A Structural Linear-Time Algorithm for Computing the Tutte Decomposition

TL;DR

This paper introduces a simple, linear-time algorithm for computing the Tutte-decomposition of 2-connected graphs, based on a new structural characterization involving totally-nested 2-separations.

Contribution

It presents a conceptually simple linear-time algorithm for Tutte-decomposition using a new structural characterization and introduces novel structural results on totally-nested 2-separations.

Findings

Algorithm computes Tutte-decomposition in linear time.

New structural results on totally-nested 2-separations.

Introduction of a stability concept for graph separations.

Abstract

The block-cut tree decomposes a connected graph along its cutvertices, displaying its 2-connected components.
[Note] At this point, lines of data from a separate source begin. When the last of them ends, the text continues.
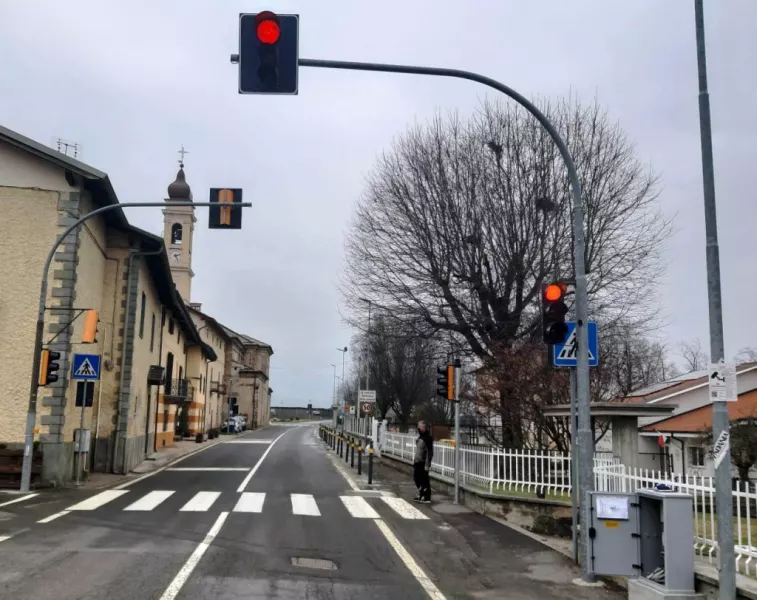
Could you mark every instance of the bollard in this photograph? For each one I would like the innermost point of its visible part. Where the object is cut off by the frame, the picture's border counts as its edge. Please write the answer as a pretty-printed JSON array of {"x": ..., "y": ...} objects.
[{"x": 370, "y": 464}]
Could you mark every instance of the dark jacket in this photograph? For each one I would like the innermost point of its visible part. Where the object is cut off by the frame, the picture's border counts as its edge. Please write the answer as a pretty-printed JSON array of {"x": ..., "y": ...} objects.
[{"x": 424, "y": 449}]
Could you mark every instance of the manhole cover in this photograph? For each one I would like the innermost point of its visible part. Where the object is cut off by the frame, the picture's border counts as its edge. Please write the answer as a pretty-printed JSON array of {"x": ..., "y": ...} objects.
[{"x": 314, "y": 563}]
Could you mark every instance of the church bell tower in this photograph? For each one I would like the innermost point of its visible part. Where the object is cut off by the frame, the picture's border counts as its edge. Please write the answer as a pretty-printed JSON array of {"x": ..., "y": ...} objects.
[{"x": 178, "y": 230}]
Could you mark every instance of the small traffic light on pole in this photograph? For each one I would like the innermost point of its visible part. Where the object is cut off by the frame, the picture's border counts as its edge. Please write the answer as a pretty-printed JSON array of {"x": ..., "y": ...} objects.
[
  {"x": 227, "y": 215},
  {"x": 553, "y": 311},
  {"x": 89, "y": 334},
  {"x": 445, "y": 382},
  {"x": 268, "y": 53},
  {"x": 48, "y": 367}
]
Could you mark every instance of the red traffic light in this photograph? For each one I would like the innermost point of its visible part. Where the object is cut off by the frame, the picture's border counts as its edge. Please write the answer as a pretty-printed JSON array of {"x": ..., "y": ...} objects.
[
  {"x": 554, "y": 292},
  {"x": 267, "y": 28}
]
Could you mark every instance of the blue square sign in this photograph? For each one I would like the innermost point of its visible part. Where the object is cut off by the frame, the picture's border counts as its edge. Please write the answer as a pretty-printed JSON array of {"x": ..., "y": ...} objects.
[
  {"x": 85, "y": 367},
  {"x": 566, "y": 355}
]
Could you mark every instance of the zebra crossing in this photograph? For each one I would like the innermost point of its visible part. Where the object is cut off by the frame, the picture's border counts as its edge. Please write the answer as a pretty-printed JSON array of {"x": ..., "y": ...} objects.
[{"x": 305, "y": 505}]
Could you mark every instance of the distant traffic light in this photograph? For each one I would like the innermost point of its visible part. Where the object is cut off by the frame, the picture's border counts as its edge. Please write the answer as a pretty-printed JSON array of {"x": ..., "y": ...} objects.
[
  {"x": 48, "y": 367},
  {"x": 268, "y": 53},
  {"x": 89, "y": 334},
  {"x": 225, "y": 215},
  {"x": 445, "y": 382},
  {"x": 553, "y": 311}
]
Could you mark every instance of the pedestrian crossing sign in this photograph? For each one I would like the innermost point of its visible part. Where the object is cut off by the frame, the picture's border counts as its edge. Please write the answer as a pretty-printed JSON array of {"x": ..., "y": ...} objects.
[
  {"x": 566, "y": 355},
  {"x": 86, "y": 367}
]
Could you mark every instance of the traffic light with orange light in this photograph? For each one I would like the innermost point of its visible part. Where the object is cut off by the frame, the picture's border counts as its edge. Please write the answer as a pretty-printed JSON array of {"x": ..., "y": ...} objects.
[
  {"x": 89, "y": 334},
  {"x": 268, "y": 53},
  {"x": 48, "y": 367},
  {"x": 553, "y": 312},
  {"x": 226, "y": 215},
  {"x": 445, "y": 382}
]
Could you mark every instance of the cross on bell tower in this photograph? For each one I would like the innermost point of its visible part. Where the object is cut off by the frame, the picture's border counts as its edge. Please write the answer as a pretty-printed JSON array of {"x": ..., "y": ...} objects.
[{"x": 178, "y": 229}]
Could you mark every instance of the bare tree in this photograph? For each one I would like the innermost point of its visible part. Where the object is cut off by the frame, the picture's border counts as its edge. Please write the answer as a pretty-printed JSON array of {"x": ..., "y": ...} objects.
[
  {"x": 694, "y": 358},
  {"x": 448, "y": 236}
]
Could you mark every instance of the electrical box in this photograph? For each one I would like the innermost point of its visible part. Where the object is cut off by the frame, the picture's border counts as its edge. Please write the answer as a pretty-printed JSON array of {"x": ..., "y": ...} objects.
[
  {"x": 82, "y": 440},
  {"x": 613, "y": 533},
  {"x": 647, "y": 537}
]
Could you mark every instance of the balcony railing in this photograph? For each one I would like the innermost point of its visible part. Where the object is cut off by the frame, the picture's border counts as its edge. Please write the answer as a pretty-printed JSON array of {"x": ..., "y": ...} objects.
[{"x": 178, "y": 391}]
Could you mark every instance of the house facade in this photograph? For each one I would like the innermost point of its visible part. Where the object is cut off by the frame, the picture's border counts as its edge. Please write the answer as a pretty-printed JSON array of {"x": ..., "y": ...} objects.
[{"x": 162, "y": 369}]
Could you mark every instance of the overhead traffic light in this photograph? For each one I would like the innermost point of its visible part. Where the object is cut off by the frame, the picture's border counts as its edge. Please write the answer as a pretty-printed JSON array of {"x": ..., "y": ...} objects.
[
  {"x": 89, "y": 334},
  {"x": 553, "y": 311},
  {"x": 268, "y": 53},
  {"x": 445, "y": 382},
  {"x": 48, "y": 367},
  {"x": 226, "y": 215}
]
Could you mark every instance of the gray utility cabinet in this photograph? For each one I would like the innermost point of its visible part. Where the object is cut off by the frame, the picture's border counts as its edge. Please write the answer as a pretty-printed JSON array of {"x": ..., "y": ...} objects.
[{"x": 646, "y": 536}]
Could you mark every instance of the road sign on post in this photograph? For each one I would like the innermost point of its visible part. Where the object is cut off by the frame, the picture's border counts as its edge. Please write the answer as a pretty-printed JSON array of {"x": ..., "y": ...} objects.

The Tutte-decomposition extends this idea to 2-separators in 2-connected graphs, yielding a canonical tree-decomposition that decomposes the graph into its triconnected components. In 1973, Hopcroft and Tarjan introduced a linear-time algorithm to compute the Tutte-decomposition. Cunningham and Edmonds later established a structural characterization of the Tutte-decomposition via totally-nested 2-separations. We present a conceptually simple algorithm based on this characterization, which computes the Tutte-decomposition in linear time. Our algorithm first computes all totally-nested 2-separations and then builds the Tutte-decomposition from them. Along the way, we derive new structural results on the structure of totally-nested 2-separations in 2-connected graphs using a novel notion of stability, which may be of independent interest.